Cette hausse de T4 est plus marquée chez les personnes qui n'ont jamais pris d'AZT (ou n'en ont pris que pendant quelques semaines) que chez celles qui en ont pris pendant longtemps (deux ans en moyenne) : + 80 T4, contre + 30 T4, après 6 mois de traitement. Dans les deux cas, après un an sous AZT + 3TC, le nombre de T4 reste supérieur à ce qu'il était avant le traitement (alors qu'avec l'AZT seul, la hausse de T4 ne dure en moyenne que 6 mois).
- L'association AZT + ddC a été comparée à AZT + 3TC, chez les personnes ayant pris de l'AZT pendant deux ans en moyenne. Leurs effets sur la charge virale sont comparables. Cependant, chez ces personnes, AZT + ddC n'entraîne pas de hausse de T4 (contrairement à AZT + 3TC).

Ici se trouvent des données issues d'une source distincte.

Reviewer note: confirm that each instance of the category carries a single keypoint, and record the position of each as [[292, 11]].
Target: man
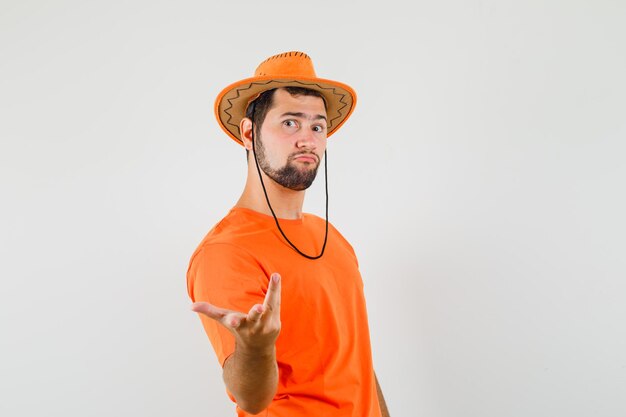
[[279, 290]]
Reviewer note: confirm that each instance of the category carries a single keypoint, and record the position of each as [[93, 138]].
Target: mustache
[[310, 154]]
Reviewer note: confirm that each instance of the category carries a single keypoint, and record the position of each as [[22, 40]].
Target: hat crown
[[287, 64]]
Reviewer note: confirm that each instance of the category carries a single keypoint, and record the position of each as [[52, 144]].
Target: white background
[[480, 180]]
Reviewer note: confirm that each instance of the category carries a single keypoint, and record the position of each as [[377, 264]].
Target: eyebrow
[[304, 116]]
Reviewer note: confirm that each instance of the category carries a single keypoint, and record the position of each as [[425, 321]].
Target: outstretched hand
[[259, 328]]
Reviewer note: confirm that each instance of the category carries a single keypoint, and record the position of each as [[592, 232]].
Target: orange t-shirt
[[323, 350]]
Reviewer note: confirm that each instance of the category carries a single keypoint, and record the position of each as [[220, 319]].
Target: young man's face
[[293, 139]]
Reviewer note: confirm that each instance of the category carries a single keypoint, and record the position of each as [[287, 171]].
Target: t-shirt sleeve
[[230, 278]]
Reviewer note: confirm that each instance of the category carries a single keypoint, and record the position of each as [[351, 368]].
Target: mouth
[[306, 157]]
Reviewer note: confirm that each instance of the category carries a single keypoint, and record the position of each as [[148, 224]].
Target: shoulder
[[317, 222]]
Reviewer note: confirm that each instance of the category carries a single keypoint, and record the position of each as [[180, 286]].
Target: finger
[[255, 313], [272, 297], [228, 318], [234, 320], [209, 310]]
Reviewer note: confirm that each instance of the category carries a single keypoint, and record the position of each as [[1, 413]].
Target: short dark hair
[[263, 104]]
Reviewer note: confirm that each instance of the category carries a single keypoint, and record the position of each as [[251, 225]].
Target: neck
[[287, 203]]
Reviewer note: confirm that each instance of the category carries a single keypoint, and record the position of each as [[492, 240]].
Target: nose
[[307, 139]]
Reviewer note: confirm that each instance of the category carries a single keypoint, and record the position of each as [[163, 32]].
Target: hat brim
[[232, 101]]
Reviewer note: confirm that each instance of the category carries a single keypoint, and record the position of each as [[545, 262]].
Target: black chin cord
[[270, 206]]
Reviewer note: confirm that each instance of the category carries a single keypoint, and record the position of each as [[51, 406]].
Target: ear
[[245, 127]]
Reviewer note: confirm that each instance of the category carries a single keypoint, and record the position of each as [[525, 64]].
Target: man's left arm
[[384, 411]]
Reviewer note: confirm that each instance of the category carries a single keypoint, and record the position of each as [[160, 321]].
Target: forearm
[[252, 378]]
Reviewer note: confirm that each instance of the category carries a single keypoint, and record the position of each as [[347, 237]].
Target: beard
[[289, 176]]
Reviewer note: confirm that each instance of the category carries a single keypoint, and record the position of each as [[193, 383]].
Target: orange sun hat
[[289, 69]]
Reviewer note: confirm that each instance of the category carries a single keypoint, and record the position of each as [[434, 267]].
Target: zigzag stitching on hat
[[339, 110], [300, 54]]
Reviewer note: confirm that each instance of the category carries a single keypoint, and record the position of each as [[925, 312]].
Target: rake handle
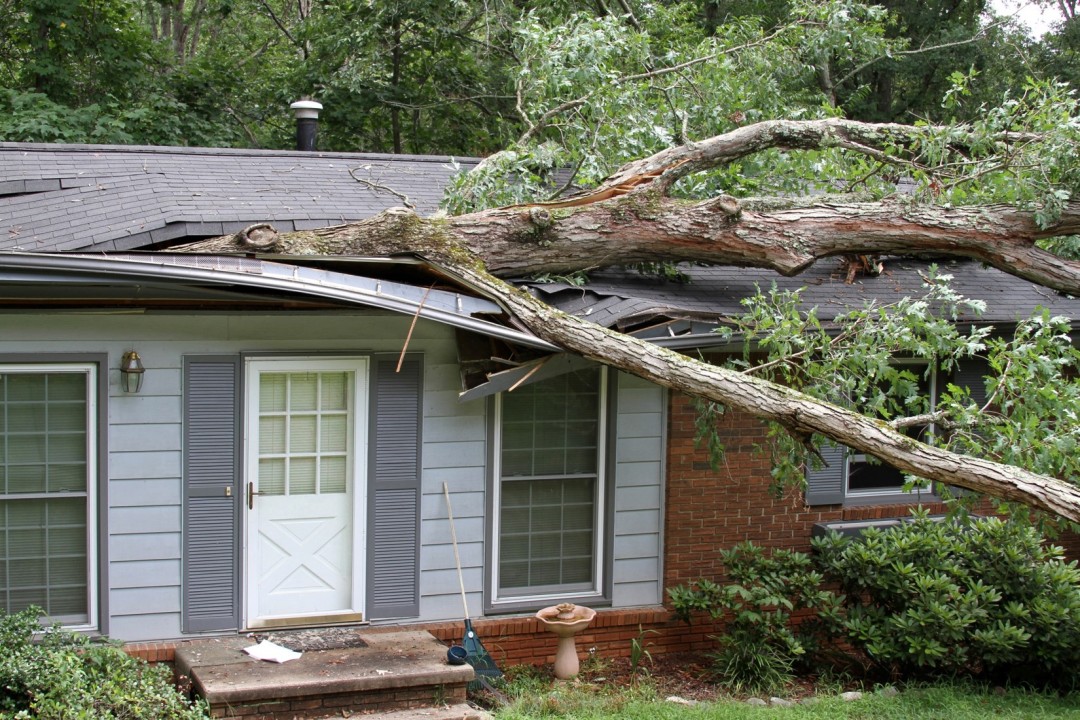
[[454, 541]]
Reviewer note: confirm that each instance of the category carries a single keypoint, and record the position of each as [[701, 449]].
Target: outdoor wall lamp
[[131, 371]]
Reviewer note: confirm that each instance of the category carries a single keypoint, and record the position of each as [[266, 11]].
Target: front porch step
[[391, 671]]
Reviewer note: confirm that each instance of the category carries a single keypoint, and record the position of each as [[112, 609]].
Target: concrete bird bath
[[566, 620]]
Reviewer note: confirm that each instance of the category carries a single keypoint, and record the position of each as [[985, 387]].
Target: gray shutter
[[969, 374], [394, 489], [211, 599], [825, 486]]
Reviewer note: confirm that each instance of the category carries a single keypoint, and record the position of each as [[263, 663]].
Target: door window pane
[[305, 432]]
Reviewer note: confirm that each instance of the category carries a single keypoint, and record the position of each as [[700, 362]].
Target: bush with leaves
[[57, 675], [984, 597], [763, 643]]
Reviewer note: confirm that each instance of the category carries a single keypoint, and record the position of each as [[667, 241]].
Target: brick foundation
[[521, 640], [345, 704]]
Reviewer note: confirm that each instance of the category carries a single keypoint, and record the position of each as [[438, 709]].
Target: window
[[550, 488], [867, 477], [48, 480], [855, 478]]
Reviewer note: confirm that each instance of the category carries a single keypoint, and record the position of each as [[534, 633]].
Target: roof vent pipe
[[307, 123]]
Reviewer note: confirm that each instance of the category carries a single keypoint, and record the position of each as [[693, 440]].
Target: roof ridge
[[181, 150]]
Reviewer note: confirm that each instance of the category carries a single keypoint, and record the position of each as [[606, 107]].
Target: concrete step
[[462, 711], [377, 673]]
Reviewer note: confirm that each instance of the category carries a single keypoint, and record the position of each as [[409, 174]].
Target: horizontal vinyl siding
[[455, 450], [145, 505], [145, 432], [638, 475]]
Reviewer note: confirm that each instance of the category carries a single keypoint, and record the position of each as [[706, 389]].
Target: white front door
[[306, 437]]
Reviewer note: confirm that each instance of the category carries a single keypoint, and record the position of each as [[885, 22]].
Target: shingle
[[308, 189]]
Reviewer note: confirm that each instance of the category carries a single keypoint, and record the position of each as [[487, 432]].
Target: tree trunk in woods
[[630, 219]]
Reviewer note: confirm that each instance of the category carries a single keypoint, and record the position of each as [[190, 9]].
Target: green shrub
[[761, 647], [54, 674], [981, 597]]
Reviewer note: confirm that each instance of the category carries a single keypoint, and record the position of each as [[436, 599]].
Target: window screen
[[44, 478]]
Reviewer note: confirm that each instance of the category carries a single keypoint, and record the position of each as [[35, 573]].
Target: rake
[[475, 653]]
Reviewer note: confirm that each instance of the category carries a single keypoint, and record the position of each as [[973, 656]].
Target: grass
[[536, 698]]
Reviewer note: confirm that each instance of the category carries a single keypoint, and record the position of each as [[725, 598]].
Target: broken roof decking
[[66, 199], [646, 306], [96, 198]]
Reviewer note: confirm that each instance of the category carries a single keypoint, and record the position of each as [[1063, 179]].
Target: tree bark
[[630, 219]]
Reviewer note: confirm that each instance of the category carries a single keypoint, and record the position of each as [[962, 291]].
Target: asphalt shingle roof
[[56, 198], [619, 298], [95, 198]]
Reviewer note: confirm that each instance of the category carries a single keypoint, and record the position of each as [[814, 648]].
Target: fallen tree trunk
[[400, 231], [629, 218]]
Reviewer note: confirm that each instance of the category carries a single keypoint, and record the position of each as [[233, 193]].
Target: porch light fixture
[[131, 371]]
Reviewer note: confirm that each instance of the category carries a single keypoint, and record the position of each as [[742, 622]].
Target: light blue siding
[[146, 452]]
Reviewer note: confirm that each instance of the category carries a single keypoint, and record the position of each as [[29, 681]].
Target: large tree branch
[[403, 231], [630, 219]]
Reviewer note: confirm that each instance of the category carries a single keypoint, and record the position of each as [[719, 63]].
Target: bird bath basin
[[566, 621]]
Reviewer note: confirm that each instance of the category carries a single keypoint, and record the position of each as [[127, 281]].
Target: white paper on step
[[271, 652]]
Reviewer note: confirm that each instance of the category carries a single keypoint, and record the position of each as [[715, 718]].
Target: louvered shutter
[[825, 486], [394, 488], [211, 592]]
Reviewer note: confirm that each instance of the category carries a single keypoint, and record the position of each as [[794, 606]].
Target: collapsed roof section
[[685, 314]]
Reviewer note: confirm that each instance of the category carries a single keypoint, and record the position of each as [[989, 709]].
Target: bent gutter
[[451, 309]]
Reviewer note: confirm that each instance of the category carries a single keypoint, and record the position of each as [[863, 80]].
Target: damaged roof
[[656, 308], [102, 199], [81, 198]]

- La tolérance d'AZT + 3TC est bonne et semble comparable à celle de l'AZT seul.
- En association avec l'AZT, il est désormais recommandé d'utiliser la dose de 300 mg/jour de 3TC : elle donne de meilleurs résultats que celle de 600 mg/jour (en raison d'une moindre toxicité). Glaxo a diffusé cette information aux médecins et a également autorisé l'association AZT + 3TC, dans le cadre de son « compassionnel ».
- L'efficacité d'AZT + 3TC s'explique probablement ainsi : le VIH devient résistant au 3TC en quelques mois. Mais cette résistance le rend sensible à l'AZT. Il garde (ou retrouve) donc cette sensibilité à l'AZT beaucoup plus longtemps que lors d'un traitement par AZT seul.
- Cependant, il semblerait que la résistance au 3TC entraine aussi à une résistance à la ddI et à la ddC. C'est pour cela que certains spécialistes estiment préférable de proposer la ddI ou la ddC, seules ou en association avec l'AZT, avant de passer à AZT + 3TC (conformément aux critères du « compassionnel »).
Glaxo ferme le robinet
En début d'année, Glaxo est devenu le premier laboratoire pharmaceutique mondial, en rachetant Wellcome (le producteur de l'AZT), pour la somme de 74 milliards de francs. Parallèlement, les demandes de 3TC sont montées en flèche, suite aux bons résultats des études concernant AZT + 3TC. Brutalement, en mars, contrairement à ses engagements, Glaxo a annoncé qu'il restreignait l'accès au « compassionnel » (1). Les personnes qui recevaient déjà le médicament ont continué à l'obtenir, mais celles à qui il est prescrit pour la première fois ont dû souvent attendre plus de deux mois pour le recevoir : les entrées dans le « compassionnel » ont été limitées à 460/semaine dans le monde, dont 350 aux États-Unis.
Afin de faire évoluer cette situation, les associations de lutte contre le sida ont rencontré Glaxo à plusieurs reprises, aux niveaux français (groupe TRT-5 : Actions-Traitements, Act-up Paris, AIDES, Arcat-sida, VLS) et européen (EATG : European Aids Treatments Group). De son côté, Act up Paris a mené une campagne d'actions vigoureuses, vis à vis de Glaxo.
En mai, on a appris que ce laboratoire déposait une demande d'homologation pour le 3TC aux États-Unis, en association avec l'AZT, pour les personnes qui commencent le traitement anti-VIH. L'agrément pourrait intervenir à l'automne. Il autorisera Glaxo à vendre ce médicament, au lieu de le donner, comme il le fait actuellement (à la mi-mai, 22 000 patients recevaient du 3TC, dans le monde). Prévoyant un important marché, le laboratoire ne constituait-il pas un stock de médicament, au détriment du « compassionnel » ?
La mobilisation associative semble finalement porter ses fruits : au cours de la réunion du 21 juin, avec l'EATG, Glaxo paraissait disposé à mettre fin à la limitation arbitraire du nombre d'entrées dans le « compassionnel ». Le laboratoire prévoyait aussi d'informer régulièrement les médecins sur les délais d'obtention du 3TC (qui ne devraient plus dépasser 5 semaines). Espérons que ces bonnes nouvelles se concrétiseront rapidement !
T.P.
(1) Signalons que les trois interviews des Drs Katlama, Kirstetter et Pialoux ont été réalisées avant l'entrée en vigueur des restrictions sur le 3TC.